5. Experimental Setup and Performance Analysis in the Workspace

In order to experimentally verify where the robots can achieve the maximum velocity, the end effector of each robot was equipped with an accelerometer, as shown in Figure 8. The chosen device was a piezometric accelerometer, DeltaTron Type 4508001 (manufactured by Hottinger Brüel & Kjær, Nærum, Denmark), which did not require additional hardware for signal conditioning. The data were acquired by means of an LMS Pimento analyzer (manufactured by LMS International, Leuven, Belgium) at an acquisition frequency of 1000 Hz. The software supplied with the analyzer allowed directly computing the speed of the investigated movements.

The experimental analysis was performed with the same set of points defined above and illustrated in Figure 6, in order to compare the results of the investigation with the values taken by the KDI. At each point, a back-and-forth movement with a length of 60 mm in the direction of interest was repeated five times so that the center of the displacement (where the maximum speed was reached) coincided with the investigated point. Using a data acquisition system, the signals of the accelerometers were gatherd, and the velocity of the robots was computed.
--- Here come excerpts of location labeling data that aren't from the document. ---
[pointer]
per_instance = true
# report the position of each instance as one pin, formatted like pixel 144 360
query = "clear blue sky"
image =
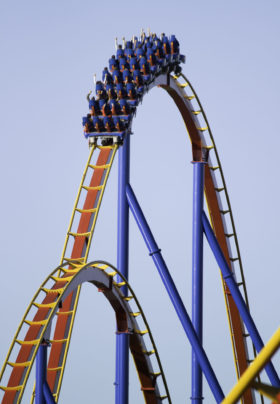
pixel 49 52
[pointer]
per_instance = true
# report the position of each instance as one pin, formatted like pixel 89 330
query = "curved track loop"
pixel 181 91
pixel 61 283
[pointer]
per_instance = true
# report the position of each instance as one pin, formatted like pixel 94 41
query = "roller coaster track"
pixel 57 287
pixel 75 255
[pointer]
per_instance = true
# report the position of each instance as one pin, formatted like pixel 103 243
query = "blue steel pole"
pixel 197 275
pixel 239 301
pixel 41 371
pixel 48 394
pixel 174 295
pixel 122 340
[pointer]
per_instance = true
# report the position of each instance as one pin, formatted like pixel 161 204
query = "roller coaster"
pixel 139 66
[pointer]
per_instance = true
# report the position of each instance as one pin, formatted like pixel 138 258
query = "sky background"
pixel 49 53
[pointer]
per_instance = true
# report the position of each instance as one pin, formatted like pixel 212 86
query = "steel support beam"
pixel 41 373
pixel 122 340
pixel 174 295
pixel 239 301
pixel 197 275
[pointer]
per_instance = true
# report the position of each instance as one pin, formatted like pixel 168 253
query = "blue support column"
pixel 41 371
pixel 239 301
pixel 48 394
pixel 197 275
pixel 122 340
pixel 174 295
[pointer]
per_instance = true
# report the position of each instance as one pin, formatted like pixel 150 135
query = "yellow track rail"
pixel 70 277
pixel 224 203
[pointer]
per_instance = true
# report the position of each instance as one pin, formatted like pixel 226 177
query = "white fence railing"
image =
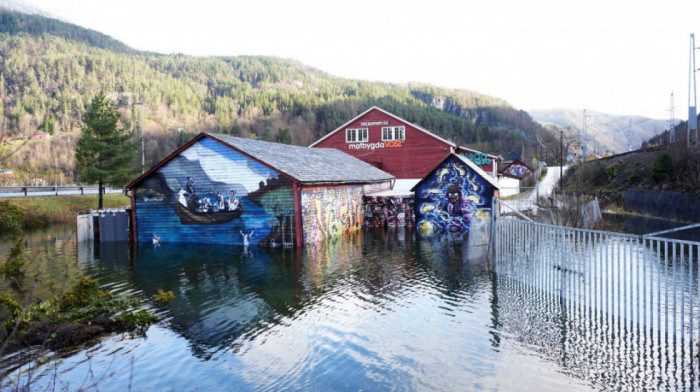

In order to reduce the effect of measuring errors, the maximum experimentally measured speed was computed by calculating the average between the peaks of each repeated movement. In this way, the maximum speed reached in each point of the workspace could be collected. Such results have been normalized since the target of the work is to highlight the region of maximum speed without making performance comparisons between different robots. The experimentally gathered normalized performances are plotted in Figure 9 for both robots.

It is now possible to appreciate that the values of the KDI perfectly matched the behavior of the robots; the best performance region identified by the KDI has a good correspondence with the measured region. Moreover, the trend of performance given by the KDI met the speed variation throughout the workspace. In fact, the comparison between Figure 7 and Figure 9 highlights that the KDI can be adopted as a useful tool to foresee the regions where a robot can achieve its maximum speed with respect to a direction of interest. In order to better identify the correlation between the index and the real performance, the maximum value of the measured speed has been plotted in Figure 10 for each investigated point with respect to the value given by the KDI at the same point. Moreover, the linear regression between the KDI and the speed of each robot has been computed and plotted by means of a red line. In Figure 10, the proximity of the points on the scatter diagram to the red lines clearly shows a strong correlation with the KDI values of the robots’ velocities; therefore, it proves the effectiveness of the novel proposed index.

6. Conclusions

A novel performance index called the KDI has been proposed. This index is not affected by the non-homogeneous Jacobian matrix and does not depend on the choice of the units of measurement and on the position of the absolute reference frame. The index was computed for a SCARA robot and an articulated robot to analyze the behavior of the manipulators for two main purposes: finding the direction of maximum velocity with respect to a point, and finding the area of maximum velocity with respect to a direction of interest in the workspace. Being a fully kinematic index (i.e., it does not consider the dynamics and the control of the robots), it gives a high-quality description of the robot’s behavior, and the experimental tests demonstrate the effectiveness of the proposed index.

Future works can be addressed by following some steps: first, the use of the index for redundant manipulators will be investigated; second, the same reasoning will be followed to synthesize a dynamic performance index that is able to consider the direction of motion; afterwards, the use of these indexes for other issues, such as the optimal design of manipulators and/or robot trajectory planning, will be investigated.